Abrindo o Xiaohongshu (Pequeno Caderno Vermelho), aplicativo considerado o Instagram chinês com 300 milhões de usuários ativos, chegam à minha página inicial diversas postagens direto do Brasil, sejam de chineses compartilhando a rotina de trabalho e vida, sejam de brasileiros solicitando amizade para aprender o mandarim. Esse intercâmbio de forma espontânea era impossível em minha época como estudante, há 15 anos. Obviamente, dois fatores contribuem: a popularização das redes sociais e o aumento notável do fluxo de pessoas promovido pelo investimento chinês no Brasil, cujo estoque atual já atinge US$ 70 bilhões, como contou o embaixador da China no Brasil, Zhu Qingqiao, ao jornal o Globo, destacando os setores de petróleo, gás, energia elétrica, agricultura, infraestrutura, tecnologia da informação, automotivo entre outros.
Hoje, grande número de brasileiros sabe dizer nomes como Huawei, Xiaomi, BYD, Great Wall Motor, ByteDance e Kwai, ao falarem da China. Devido a essa presença cada dia mais intensa das empresas chinesas, vêm surgindo nas redes sociais do país oriental um grande fluxo de conteúdos relacionados ao cotidiano brasileiro. Por fotos e vídeos compartilhados por chineses que trabalham temporariamente no Brasil e, geralmente, comunicam-se bem em português, internautas chineses podem ver na tela a diversidade do Brasil, que, além de Rio de Janeiro e Amazonas, tem as praias do Nordeste e o magnífico cenário dos Lençóis Maranhenses. As iguarias incluem não apenas assado de carne, mas um cardápio rico da culinária de Sul a Norte. No dia a dia, os colegas brasileiros também possuem chateações e preocupações.

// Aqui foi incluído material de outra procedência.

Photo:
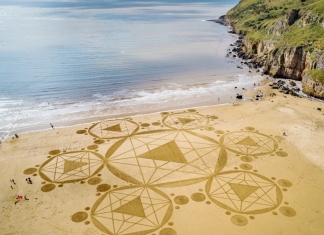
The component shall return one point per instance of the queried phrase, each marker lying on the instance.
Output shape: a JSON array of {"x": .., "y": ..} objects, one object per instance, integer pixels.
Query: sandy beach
[{"x": 252, "y": 168}]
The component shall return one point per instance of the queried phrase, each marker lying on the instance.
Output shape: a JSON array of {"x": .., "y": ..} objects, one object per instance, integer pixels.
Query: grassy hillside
[{"x": 258, "y": 18}]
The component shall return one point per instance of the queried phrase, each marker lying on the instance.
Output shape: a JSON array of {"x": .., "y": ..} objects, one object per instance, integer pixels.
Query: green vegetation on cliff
[
  {"x": 286, "y": 22},
  {"x": 317, "y": 75}
]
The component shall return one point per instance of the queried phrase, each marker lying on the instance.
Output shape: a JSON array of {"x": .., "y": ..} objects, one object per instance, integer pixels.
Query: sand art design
[
  {"x": 173, "y": 157},
  {"x": 71, "y": 167},
  {"x": 113, "y": 129},
  {"x": 166, "y": 158},
  {"x": 185, "y": 121},
  {"x": 249, "y": 143},
  {"x": 131, "y": 210},
  {"x": 244, "y": 192}
]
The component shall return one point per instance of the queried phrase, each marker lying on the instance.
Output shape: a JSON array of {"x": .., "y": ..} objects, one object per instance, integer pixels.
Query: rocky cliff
[{"x": 287, "y": 37}]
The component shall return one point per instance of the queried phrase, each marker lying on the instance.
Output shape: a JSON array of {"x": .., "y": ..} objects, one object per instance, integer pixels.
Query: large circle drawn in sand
[
  {"x": 181, "y": 200},
  {"x": 287, "y": 211},
  {"x": 79, "y": 217},
  {"x": 168, "y": 231},
  {"x": 244, "y": 192},
  {"x": 166, "y": 158},
  {"x": 185, "y": 121},
  {"x": 249, "y": 143},
  {"x": 245, "y": 166},
  {"x": 71, "y": 167},
  {"x": 113, "y": 129},
  {"x": 131, "y": 209},
  {"x": 48, "y": 187},
  {"x": 239, "y": 220},
  {"x": 30, "y": 171}
]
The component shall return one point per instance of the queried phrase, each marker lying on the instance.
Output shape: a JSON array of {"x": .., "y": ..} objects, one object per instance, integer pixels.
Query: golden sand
[{"x": 212, "y": 170}]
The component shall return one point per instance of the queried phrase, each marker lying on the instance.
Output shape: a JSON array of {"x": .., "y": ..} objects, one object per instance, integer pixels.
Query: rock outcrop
[{"x": 274, "y": 41}]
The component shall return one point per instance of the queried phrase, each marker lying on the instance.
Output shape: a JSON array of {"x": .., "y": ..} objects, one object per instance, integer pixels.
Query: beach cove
[{"x": 251, "y": 168}]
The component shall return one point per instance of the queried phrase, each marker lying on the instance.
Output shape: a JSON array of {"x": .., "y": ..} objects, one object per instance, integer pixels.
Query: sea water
[{"x": 68, "y": 61}]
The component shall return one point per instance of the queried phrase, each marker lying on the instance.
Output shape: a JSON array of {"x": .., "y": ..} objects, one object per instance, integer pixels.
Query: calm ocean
[{"x": 63, "y": 61}]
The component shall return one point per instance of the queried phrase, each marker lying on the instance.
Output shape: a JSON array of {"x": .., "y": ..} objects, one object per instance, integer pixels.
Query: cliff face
[
  {"x": 289, "y": 40},
  {"x": 313, "y": 86}
]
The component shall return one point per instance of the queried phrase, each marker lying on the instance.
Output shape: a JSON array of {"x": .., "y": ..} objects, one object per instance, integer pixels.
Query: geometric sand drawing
[
  {"x": 131, "y": 210},
  {"x": 71, "y": 166},
  {"x": 249, "y": 143},
  {"x": 185, "y": 121},
  {"x": 244, "y": 192},
  {"x": 113, "y": 129},
  {"x": 166, "y": 158}
]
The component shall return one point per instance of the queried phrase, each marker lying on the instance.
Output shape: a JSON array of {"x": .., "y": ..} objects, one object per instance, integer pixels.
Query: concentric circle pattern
[
  {"x": 244, "y": 192},
  {"x": 71, "y": 166},
  {"x": 131, "y": 210},
  {"x": 167, "y": 158}
]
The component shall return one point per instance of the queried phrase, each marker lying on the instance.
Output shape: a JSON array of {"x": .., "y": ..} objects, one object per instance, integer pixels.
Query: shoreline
[
  {"x": 253, "y": 143},
  {"x": 224, "y": 98}
]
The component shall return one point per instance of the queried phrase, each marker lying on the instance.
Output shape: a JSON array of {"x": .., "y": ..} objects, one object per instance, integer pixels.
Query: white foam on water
[{"x": 23, "y": 114}]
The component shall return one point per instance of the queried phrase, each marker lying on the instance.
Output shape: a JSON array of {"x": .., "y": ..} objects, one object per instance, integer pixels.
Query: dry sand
[{"x": 213, "y": 170}]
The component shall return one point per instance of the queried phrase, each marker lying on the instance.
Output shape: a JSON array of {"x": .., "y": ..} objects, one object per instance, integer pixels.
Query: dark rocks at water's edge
[
  {"x": 221, "y": 20},
  {"x": 270, "y": 50},
  {"x": 286, "y": 87},
  {"x": 237, "y": 51}
]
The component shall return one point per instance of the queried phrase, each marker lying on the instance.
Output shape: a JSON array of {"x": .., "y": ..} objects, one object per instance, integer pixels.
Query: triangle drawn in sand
[
  {"x": 72, "y": 165},
  {"x": 248, "y": 141},
  {"x": 185, "y": 121},
  {"x": 243, "y": 191},
  {"x": 115, "y": 128},
  {"x": 169, "y": 152},
  {"x": 133, "y": 207}
]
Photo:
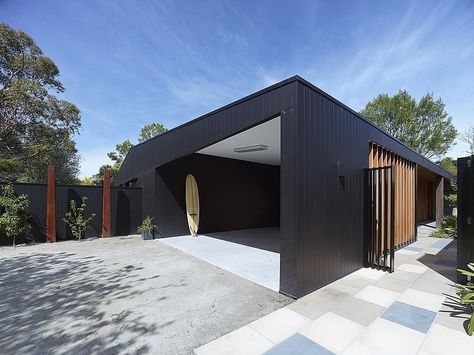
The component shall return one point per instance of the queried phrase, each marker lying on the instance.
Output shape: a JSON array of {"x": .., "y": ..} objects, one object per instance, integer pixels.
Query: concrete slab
[
  {"x": 122, "y": 296},
  {"x": 252, "y": 254}
]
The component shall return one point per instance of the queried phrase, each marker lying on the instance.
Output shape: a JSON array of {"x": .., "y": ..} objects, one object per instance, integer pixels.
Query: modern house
[{"x": 342, "y": 192}]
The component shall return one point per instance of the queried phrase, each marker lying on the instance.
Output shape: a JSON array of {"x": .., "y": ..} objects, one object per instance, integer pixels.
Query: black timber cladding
[
  {"x": 321, "y": 215},
  {"x": 465, "y": 219},
  {"x": 232, "y": 119},
  {"x": 126, "y": 209}
]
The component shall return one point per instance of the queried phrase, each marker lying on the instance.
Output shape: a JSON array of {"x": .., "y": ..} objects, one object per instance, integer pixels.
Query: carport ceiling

A plataforma de interações abertas e o algoritmo inteligente de Xiaohongshu e Douyin (versão chinesa do TikTok) permitem que os conteúdos cheguem amplamente às pessoas interessadas em outras culturas, quebrando, de certa forma, os estereótipos e enriquecendo os conhecimentos mútuos entre chineses e brasileiros.
De outro lado, o grupo dos especialistas brasileiros de estudo chinês tem ganhado imensa força. Bem me lembro que, nos primeiros anos do meu trabalho, havia poucos experts que podiam ser entrevistados. Carlos Tavares, Danilo Santos e Severino Cabral foram três ilustres professores e amigos que consultamos mais para injetar boas perspectivas à cooperação Brasil-China. Mas, infelizmente, perdemos os três durante a pandemia. Apesar de muita tristeza, hoje vemos mais estudiosos e acadêmicos brasileiros competentes e dispostos a contribuir para fomentar a troca de ideias, enquanto as redes sociais possibilitam o fácil contato e a divulgação. Conjuntamente, o boom de mídias independentes e influenciadores digitais propicia outro palco para discussão sobre a China.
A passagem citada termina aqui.